At least 10,000 will develop ear or chest infections.
About 20 will die.
Every year around 20 children will die in Britain from measles.
So what about the risks that your children will run from being immunised?
They are almost non-existent. Listen to this. In a district of around 300,000 people, there will be only one child every 250 years who will develop serious side effects from measles immunisation! That is about a million to one chance. I should think there would be more chance of your child choking to death on a chocolate bar than of becoming seriously ill from a measles immunisation.
So what on earth are you worrying about?
It really is almost a crime to allow your child to go unimmunised. The ideal time to have it done is at 13 months, but it is never too late. All school-children who have not yet had a measles immunisation should beg their parents to arrange for them to have one as soon as possible.
Incidentally, I dedicated two of my books to Olivia, the first was ‘James and the Giant Peach’. That was when she was still alive. The second was ‘The BFG’, dedicated to her memory after she had died from measles. You will see her name at the beginning of each of these books. And I know how happy she would be if only she could know that her death had helped to save a good deal of illness and death among other children.
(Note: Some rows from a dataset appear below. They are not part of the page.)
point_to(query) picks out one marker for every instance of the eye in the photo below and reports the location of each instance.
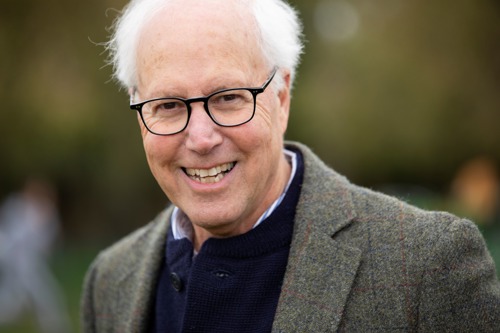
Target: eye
(231, 97)
(169, 105)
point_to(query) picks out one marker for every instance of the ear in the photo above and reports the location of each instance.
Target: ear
(284, 97)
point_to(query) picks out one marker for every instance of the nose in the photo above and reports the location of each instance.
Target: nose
(202, 134)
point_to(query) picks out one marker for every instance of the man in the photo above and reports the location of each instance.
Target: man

While one can conclude that losing his daughter to measles is what prompted Roald Dahl to speak out in support of vaccination, I was baffled to discover yet another story being told about measles –  only this one came from a parent who believes that “measles is marvelous”.  Sad, but true, Stephanie Messenger self-published a book entitled ‘Melanie’s Marvelous Measles’, in an apparent attempt to mock the efforts of people like Roald Dahl (and his book entitled ‘George’s Marvelous Medicine’).  While in Roald Dahl’s books the reader is often entertained by alliteration and similes, I’m concerned that Messenger’s book, motivated by the death of her son, is a hazardous suggestion to parents that may ultimately result in further and unnecessary suffering.
The idea of promoting childhood illness seems to epitomize the growing attitudes of many dangerously mislead parents.  It’s not enough for them to enjoy their freedoms by choosing not to vaccinate their children.  No.  For some reason they feel they must validate their own misguided opinions.  They do they best to spreading untruths and make unsubstantiated claims in hopes that their efforts will encourage others to question immunizations and instead encourage diseases known to cause death.
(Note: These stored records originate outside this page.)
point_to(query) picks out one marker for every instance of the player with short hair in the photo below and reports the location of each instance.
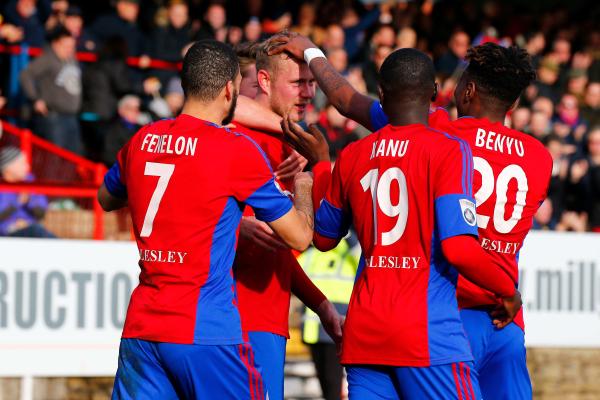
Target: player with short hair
(186, 182)
(513, 173)
(407, 191)
(266, 272)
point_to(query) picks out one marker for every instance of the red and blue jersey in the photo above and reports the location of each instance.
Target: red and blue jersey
(512, 173)
(405, 189)
(263, 277)
(187, 182)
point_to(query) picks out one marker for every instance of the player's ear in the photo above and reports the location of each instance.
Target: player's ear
(229, 90)
(264, 81)
(470, 90)
(435, 89)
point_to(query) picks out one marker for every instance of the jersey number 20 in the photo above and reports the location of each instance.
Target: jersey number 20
(512, 171)
(381, 194)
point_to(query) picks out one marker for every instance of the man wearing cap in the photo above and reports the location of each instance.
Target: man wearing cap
(74, 24)
(20, 213)
(123, 24)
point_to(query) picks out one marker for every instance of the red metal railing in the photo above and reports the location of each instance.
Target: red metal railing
(90, 174)
(92, 57)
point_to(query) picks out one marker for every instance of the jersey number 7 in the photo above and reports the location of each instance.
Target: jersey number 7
(164, 173)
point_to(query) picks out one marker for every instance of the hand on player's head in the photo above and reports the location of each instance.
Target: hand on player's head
(294, 44)
(311, 145)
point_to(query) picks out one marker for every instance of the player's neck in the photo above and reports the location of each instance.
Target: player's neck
(492, 116)
(409, 117)
(263, 100)
(203, 111)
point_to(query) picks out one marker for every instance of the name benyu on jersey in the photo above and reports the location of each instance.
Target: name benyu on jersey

It’s clear that immunizations try to create a community immunity that not only protects the individual, but is also intended to help protect those too young or medically unable to be immunized.  I’ve reconciled with the fact that there will always be some people who choose not to vaccinate.  While there may not be much we can do to change their minds, it saddens me that parents like Messenger continue to declare that getting measles is good and getting vaccinated is bad.  It’s scary to think that parents will read this book and share it with their children, perpetuating these ideas for future generations to come.
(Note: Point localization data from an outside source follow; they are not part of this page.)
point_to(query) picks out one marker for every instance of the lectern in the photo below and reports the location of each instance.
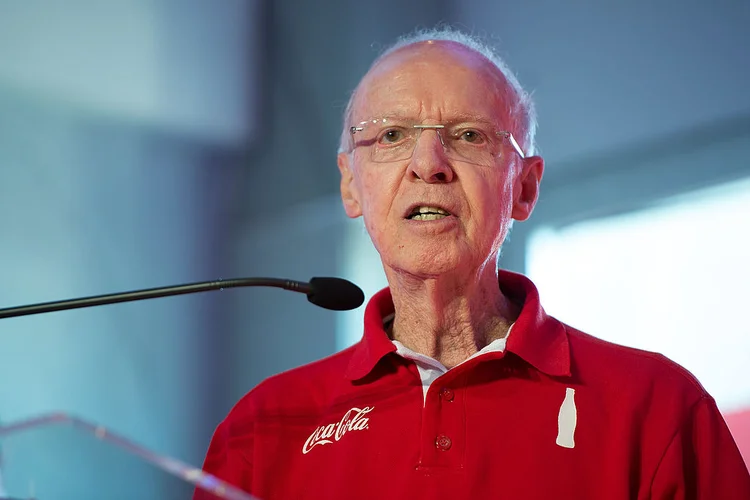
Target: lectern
(62, 457)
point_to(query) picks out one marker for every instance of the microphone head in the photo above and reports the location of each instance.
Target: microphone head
(335, 293)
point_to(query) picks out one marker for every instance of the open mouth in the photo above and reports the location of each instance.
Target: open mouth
(427, 213)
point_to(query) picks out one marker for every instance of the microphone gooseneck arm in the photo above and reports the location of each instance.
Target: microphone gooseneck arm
(330, 292)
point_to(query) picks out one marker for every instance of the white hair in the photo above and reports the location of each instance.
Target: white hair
(522, 111)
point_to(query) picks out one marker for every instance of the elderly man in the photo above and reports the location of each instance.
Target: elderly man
(462, 386)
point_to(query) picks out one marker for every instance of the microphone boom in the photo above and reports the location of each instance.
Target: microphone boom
(330, 293)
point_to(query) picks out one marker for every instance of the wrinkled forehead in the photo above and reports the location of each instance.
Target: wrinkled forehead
(433, 81)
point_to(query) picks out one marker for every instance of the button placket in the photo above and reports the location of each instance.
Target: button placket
(447, 394)
(443, 442)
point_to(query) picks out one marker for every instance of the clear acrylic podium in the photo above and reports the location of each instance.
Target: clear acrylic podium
(61, 457)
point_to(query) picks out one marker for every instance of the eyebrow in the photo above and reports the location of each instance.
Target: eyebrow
(456, 118)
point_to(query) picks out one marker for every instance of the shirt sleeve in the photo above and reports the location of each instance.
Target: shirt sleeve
(228, 458)
(702, 461)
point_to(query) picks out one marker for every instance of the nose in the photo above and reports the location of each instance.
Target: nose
(428, 161)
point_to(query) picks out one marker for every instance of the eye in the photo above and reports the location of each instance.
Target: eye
(472, 136)
(391, 136)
As a regular contributor to this blog I know that many people wake up each day with a goal to convince others that vaccines are unsafe and unnecessary.  Yet, I still can’t help but wonder how any parent could honestly believe that having your child suffer with a disease that is known to be deadly could ever be a good thing.  Even if you’re not a big fan of immunizations.
To me, it’s like rolling the dice.  Playing Russian roulette.  Betting on a perfect immune system and not realizing that there are no second chances.  
I’m just not willing to gamble with my child’s health and I only wish all parents would see it that way – not to validate my own scientific beliefs, but to prevent children from suffering and to spare parents like Roald Dahl from having to live with the pain of losing a child.
Tonight I intend to cuddle up and read another Roald Dahl book with my children.  You can bet that I will make sure they read the dedication page and I will share Olivia’s story. They are going to need to be prepared to deal with Messenger’s children someday.